# Aecon (ARE.TO)



## bds (Aug 13, 2013)

Anyone else own ARE? It's been a great holding for me so far. I'm wondering why it's down 5+% this morning. Results yesterday show earnings up and a dividend increase.


----------



## leeder (Jan 28, 2012)

This might answer your question: http://www.proactiveinvestors.com/c...mps-after-q4-profit-drops-by-half--52699.html


----------



## bds (Aug 13, 2013)

Whoops, I read revenue and thought earning, looks like I need a coffee! Thanks for the link.


----------



## JordoR (Aug 20, 2013)

I have a reasonably sized position in ARE as well. Purchased in January of this year, so probably haven't seen as large of an increase as others - but have been happy with it so far.

It was also a MoneySense All-Star pick for 2014 which reinforced the research on my decision to purchase.


----------



## lostwords (Feb 21, 2014)

JordoR said:


> I have a reasonably sized position in ARE as well.
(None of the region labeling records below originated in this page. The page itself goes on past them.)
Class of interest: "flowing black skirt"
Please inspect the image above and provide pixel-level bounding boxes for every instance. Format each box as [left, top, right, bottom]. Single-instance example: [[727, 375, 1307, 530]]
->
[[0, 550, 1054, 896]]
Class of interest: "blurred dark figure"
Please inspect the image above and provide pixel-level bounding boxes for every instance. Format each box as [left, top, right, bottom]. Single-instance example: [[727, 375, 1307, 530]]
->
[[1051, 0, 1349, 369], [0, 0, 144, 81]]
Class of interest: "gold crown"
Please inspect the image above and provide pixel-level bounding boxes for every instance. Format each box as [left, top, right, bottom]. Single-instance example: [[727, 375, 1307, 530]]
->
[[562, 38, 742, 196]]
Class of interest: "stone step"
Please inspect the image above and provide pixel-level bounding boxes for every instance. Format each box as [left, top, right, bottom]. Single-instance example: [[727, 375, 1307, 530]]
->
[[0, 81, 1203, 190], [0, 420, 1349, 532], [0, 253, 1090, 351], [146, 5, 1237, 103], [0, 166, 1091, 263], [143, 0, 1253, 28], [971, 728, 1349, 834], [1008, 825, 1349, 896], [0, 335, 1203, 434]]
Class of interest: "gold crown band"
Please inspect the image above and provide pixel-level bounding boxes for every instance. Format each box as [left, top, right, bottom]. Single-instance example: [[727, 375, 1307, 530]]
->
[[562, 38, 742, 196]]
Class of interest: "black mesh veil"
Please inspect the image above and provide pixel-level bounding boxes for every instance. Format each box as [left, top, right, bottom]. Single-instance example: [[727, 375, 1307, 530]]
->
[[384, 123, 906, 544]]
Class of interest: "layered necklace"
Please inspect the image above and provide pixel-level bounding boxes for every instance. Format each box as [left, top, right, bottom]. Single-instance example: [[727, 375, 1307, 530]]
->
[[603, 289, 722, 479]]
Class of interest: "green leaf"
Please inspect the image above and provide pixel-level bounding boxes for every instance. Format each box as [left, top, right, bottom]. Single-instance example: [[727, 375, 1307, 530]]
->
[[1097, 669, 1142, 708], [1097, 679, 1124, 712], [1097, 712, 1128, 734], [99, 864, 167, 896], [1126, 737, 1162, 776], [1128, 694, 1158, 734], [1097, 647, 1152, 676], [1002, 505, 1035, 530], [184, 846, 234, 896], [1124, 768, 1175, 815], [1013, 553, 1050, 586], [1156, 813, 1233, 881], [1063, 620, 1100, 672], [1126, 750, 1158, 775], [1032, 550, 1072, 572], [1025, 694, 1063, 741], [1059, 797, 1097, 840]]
Purchased in January of this year, so probably haven't seen as large of an increase as others - but have been happy with it so far.
> 
> It was also a MoneySense All-Star pick for 2014 which reinforced the research on my decision to purchase.



I noticed when I read MoneySense. I hold out buying it at the time because I figure many would buy it after reading MoneySense. I usually look for yield above 2% and this wasn't it


----------



## AMABILE (Apr 3, 2009)

bought some AECON ( ARE ) to-day @ $14.40.


----------



## hollyhunter (Mar 10, 2016)

ARE.TO has found support at 13.07. Technical signal turned to buy. Six months target: 19.52.


----------



## jargey3000 (Jan 25, 2011)

nice-looking 1 year chart....but why'd the arse fall out of it at the end of October? 
good time to get in now, or what?


----------



## agent99 (Sep 11, 2013)

We were held up on 401 today because of construction. Aecon again. They seem to be everywhere. Seems they have lot's of work. Key would be - are they making money?

I bought their convertible debentures ARE.DB.B soon after they were issued	(5.50% coupon, mature 31-Dec-18 (but likely will be called 31-Dec-17)	102.25 (par is 100)	4.37% yield to maturity, less if called 12 months early (3.43%) ). Still pretty good yield for fixed income like investment with 1 (or 2) yr term. Not much downside - you get $100 back regardless plus interest. If shares prices go up, CDs can go up to and increase your return. This because you have right to convert to shares at $20.00 if they get there before CDs are called.


----------



## agent99 (Sep 11, 2013)

*Aecon ARE and it's convertible debentures*

It appears that Aecon is to be taken over by a Chinese company (subject to government approval) Stock surged today. Offer is for $20.37 per share. Now at $19.73. http://business.financialpost.com/n...onal-holding-ltd-inks-deal-to-buy-aecon-group

I don't own the stock, but do own the convertible debentures. Conversion price is $20.00. At present I have a small gain on the debentures. Problem I see in holding onto the debentures, is that they will be called either after Dec 31st or on change in control of company at par $100. They trade at present at $103.5. (I paid ~$103). I have a hard stop at $105.50, but that is probably too high (changed to 103.5 tonight!)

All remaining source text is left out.